Neuromorphic Processor Employing FPGA Technology with Universal Interconnections
Pracheta Harlikar, Abdel-Hameed A. Badawy, Prasanna Date
TL;DR
The paper tackles the shortage of accessible neuromorphic hardware by delivering a low-cost, open-source FPGA-based processor on a Zynq-7000 that supports all-to-all SNN connectivity and a configurable leaky integrate-and-fire model, reconfigurable in real time via UART. It details the hardware design, including a modular UART-driven interface, a register bank, and a core SNN with scalable connectivity, and validates the approach on Iris and MNIST benchmarks with low power consumption. The main contributions are the open, adaptable hardware platform, the two benchmark demonstrations, and the demonstration of runtime configurability without FPGA re-synthesis. This work provides a practical, research-grade tool for rapid prototyping and education in neuromorphic computing, enabling energy-efficient, real-time spike-based inference on commodity FPGA hardware.
Abstract
Neuromorphic computing, inspired by biological neural systems, holds immense promise for ultra-low-power and real-time inference applications. However, limited access to flexible, open-source platforms continues to hinder widespread adoption and experimentation.

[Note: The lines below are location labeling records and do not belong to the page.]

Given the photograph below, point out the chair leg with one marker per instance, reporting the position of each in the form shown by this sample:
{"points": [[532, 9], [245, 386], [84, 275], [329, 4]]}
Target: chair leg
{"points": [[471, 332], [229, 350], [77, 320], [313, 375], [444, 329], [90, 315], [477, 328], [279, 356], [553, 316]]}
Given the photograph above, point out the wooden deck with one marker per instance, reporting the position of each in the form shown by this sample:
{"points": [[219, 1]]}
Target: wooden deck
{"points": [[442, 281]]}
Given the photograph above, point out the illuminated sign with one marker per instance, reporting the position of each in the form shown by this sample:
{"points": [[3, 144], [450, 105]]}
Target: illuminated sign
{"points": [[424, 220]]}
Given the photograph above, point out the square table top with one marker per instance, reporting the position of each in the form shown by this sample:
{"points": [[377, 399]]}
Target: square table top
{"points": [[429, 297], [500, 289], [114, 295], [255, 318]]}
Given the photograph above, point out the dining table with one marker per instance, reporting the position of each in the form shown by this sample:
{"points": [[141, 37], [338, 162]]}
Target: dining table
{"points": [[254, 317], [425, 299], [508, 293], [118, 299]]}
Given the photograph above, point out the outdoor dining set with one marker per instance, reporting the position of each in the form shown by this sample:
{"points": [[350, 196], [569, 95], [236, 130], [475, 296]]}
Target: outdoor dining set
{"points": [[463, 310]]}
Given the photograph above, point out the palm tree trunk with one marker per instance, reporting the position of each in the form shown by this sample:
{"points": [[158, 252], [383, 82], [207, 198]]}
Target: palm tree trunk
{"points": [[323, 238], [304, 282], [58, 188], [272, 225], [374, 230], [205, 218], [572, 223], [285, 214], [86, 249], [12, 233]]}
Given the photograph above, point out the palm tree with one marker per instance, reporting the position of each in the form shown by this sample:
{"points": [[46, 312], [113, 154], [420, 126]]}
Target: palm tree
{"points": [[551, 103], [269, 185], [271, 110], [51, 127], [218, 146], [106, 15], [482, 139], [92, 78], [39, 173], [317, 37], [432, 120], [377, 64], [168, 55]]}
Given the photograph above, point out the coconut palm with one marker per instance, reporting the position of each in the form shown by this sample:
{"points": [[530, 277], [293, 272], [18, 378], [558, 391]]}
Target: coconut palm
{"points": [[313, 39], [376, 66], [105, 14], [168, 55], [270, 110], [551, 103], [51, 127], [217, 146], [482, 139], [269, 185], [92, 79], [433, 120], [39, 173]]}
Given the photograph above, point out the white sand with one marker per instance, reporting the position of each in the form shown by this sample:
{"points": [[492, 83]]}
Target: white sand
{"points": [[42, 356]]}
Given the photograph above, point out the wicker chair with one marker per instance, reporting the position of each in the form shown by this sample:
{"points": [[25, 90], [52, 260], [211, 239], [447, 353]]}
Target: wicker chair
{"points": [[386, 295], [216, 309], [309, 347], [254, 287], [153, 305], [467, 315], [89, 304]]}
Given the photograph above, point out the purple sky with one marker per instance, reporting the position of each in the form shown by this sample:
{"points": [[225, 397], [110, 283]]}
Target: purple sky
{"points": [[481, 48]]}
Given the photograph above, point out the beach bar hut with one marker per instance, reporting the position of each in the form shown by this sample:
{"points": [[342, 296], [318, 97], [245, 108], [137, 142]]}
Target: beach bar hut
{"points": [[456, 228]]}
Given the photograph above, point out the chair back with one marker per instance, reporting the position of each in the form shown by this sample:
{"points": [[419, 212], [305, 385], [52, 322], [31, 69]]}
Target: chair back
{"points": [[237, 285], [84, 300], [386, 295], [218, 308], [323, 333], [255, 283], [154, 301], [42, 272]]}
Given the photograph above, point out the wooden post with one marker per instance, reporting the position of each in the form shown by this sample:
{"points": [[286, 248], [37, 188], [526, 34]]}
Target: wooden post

In this paper, we present a low-cost neuromorphic processor implemented on a Xilinx Zynq-7000 FPGA platform. The processor supports all-to-all configurable connectivity and employs the leaky integrate-and-fire (LIF) neuron model with customizable parameters such as threshold, synaptic weights, and refractory period. Communication with the host system is handled via a UART interface, enabling runtime reconfiguration without hardware resynthesis. The architecture was validated using benchmark datasets including the Iris classification and MNIST digit recognition tasks. Post-synthesis results highlight the design's energy efficiency and scalability, establishing its viability as a research-grade neuromorphic platform that is both accessible and adaptable for real-world spiking neural network applications. This implementation will be released as open source following project completion.